The Art of Cooking in West Africa



  Over one hundred degree temperatures, 90% humidity, and a beautiful double layer cake with fluffy white icing oozing out of the middle from the extreme temperatures. This is just one part of my experiences cooking in West Africa. 

  Every soup, every pancake, every biscuit, every baked good is an adventure. I have had many absolute fails that I was extremely upset about.  These fails now make a good laugh and an interesting story. 

  The difference between cooking in West Africa and America is this: ingredients available. Yes, there may be chocolate chips at the store every three months if you are willing to pay $20 for the little bag. 

  I don't use chocolate chips. I don't use whipping cream. We don't put cheese in our Macaroni&Cheese. We don't use smooth, processed peanut butter because it is too expensive as an imported item; we use the more challenging natural peanut butter 😡 from locally grown peanut fields.  (No Peter Pan, no Jif). In fact, our family doesn't use real pumpkins in our pumpkin pie every Thanksgiving; we use a kind of gourd or squash found at the local market.  In this instance, it tastes exactly the same as what we make in the States. We fry our eggs, pop our popcorn, and make our mac 'n' cheese with the unprocessed, red palm oil, our new deceptive secret! 


Cooking late at night on my 11th birthday eve.

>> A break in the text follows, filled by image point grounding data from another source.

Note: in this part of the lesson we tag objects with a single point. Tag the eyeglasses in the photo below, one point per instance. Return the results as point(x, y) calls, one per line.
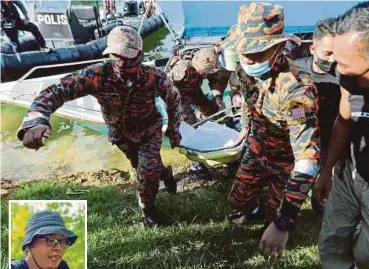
point(53, 242)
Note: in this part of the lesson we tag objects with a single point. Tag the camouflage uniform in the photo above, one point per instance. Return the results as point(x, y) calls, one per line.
point(187, 78)
point(280, 110)
point(128, 108)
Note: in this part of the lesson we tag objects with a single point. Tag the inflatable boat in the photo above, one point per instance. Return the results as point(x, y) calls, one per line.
point(76, 33)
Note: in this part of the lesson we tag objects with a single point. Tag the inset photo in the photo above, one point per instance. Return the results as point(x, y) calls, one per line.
point(48, 234)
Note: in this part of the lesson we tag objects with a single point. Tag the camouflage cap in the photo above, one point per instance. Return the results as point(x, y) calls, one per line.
point(180, 70)
point(205, 60)
point(124, 41)
point(260, 27)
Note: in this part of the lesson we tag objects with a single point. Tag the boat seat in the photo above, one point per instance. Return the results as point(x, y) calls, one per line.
point(81, 34)
point(88, 17)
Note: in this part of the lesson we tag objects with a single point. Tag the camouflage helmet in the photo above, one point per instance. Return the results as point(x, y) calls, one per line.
point(205, 60)
point(124, 41)
point(260, 27)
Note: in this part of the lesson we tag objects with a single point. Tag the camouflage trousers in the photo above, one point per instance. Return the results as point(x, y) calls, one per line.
point(261, 167)
point(204, 105)
point(145, 158)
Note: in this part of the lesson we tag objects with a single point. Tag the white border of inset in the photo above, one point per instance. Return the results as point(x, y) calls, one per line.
point(43, 201)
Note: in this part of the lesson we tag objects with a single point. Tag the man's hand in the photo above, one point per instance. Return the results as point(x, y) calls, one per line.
point(273, 242)
point(242, 135)
point(323, 185)
point(33, 137)
point(174, 138)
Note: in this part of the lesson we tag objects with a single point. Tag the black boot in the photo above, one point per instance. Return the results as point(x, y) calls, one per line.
point(169, 181)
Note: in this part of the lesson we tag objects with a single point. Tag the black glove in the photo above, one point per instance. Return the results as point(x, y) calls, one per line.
point(220, 103)
point(174, 138)
point(32, 139)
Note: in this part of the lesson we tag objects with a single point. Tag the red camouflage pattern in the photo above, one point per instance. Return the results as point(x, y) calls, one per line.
point(128, 108)
point(283, 128)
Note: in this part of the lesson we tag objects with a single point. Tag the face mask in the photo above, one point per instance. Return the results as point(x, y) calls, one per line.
point(228, 60)
point(325, 66)
point(129, 63)
point(257, 70)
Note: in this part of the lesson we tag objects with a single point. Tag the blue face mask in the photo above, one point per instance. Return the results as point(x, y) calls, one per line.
point(257, 70)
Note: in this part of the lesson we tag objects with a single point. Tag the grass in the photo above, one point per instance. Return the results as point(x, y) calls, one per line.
point(200, 236)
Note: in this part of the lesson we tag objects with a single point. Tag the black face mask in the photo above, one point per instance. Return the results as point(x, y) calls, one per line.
point(325, 66)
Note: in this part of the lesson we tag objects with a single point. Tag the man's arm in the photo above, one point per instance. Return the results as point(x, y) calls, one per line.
point(73, 86)
point(169, 93)
point(340, 139)
point(300, 110)
point(21, 6)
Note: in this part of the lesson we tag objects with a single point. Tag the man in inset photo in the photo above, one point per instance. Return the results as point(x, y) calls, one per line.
point(46, 241)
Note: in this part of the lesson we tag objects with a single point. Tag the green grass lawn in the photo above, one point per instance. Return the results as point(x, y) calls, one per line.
point(200, 236)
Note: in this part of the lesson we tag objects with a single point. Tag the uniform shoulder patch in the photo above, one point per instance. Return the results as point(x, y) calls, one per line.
point(153, 70)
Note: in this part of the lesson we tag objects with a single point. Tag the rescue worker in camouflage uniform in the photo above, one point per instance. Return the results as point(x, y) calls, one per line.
point(188, 75)
point(282, 145)
point(126, 90)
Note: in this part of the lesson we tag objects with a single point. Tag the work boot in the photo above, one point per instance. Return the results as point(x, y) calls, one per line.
point(169, 181)
point(154, 217)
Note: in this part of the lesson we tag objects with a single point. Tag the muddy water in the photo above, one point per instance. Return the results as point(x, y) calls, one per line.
point(73, 147)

    Another major contrast is the temperature (go figure). We don't have air conditioning. So if it is unbearably hot outside, it is most likely unbearably hot inside. But if it rains outside, ah! The wind blows inside the house and through the halls, making the curtains billow. Then we turn off our fans, curl up in blankets, and drink hot tea. But when you are trying to cook a full fledged dinner (think mashed potatoes, green beans, roast beef, gravy, apple pie, etc, and outside it is 95 degrees in the shade....) with our gas oven on in the kitchen and at least two of the gas burners lit, we took the temperature by the stove and it was 120 degrees! What we put ourselves through for a hot, home cooked meal! Stirring the white sauce at our house in these conditions is no small task and takes no small amount of effort. 


Shopping! In bulk....

   Then the power goes out. Now thank God we have a Stone Age gas oven and stove that only requires electricity to light - unless it stops working or the power goes out. Then we use good old matches. The oven is a different story. I had to devise a not-so-complicated, several knob turning and button pushing method of lighting the oven that only I use. Everyone else in my family uses matches.

Our Oven
(photo by Jackson, an up-and-coming media specialist)

  My favorite part about cooking/shopping in West Africa is the fresh produce. Our family once had several banana trees outside of my bedroom window. Not only did the song birds wake me up every morning while they were gathering the nectar, we had what I called 'sweet bananas' once every year. They were far better than any bananas we found at the market and WAY better than any bananas in America. The pineapples here are the best, and the mangoes are superb.  The one fruit that I believe is better in America than here is the orange. Most of the good oranges here looks like this:



And these are pretty good! But not Florida/California oranges.


Shopping at the local market; yes, that is toilet paper in the background!
Banana picking in our backyard.

So in Jackson's words, to sum it up, "Life in West Africa can be hard; but it's awesome!"  I am glad that I grew up cooking here and no where else, because if you start hard you can take it anywhere! Not that cooking here is actually very hard, but compared to when we are in America, I think that it is slightly more difficult. Basically, God is using my childhood in West Africa to prepare me for life in the big bad world 😁 Cooking here is boss!!!


*Post inspired by Savannah. Thank you!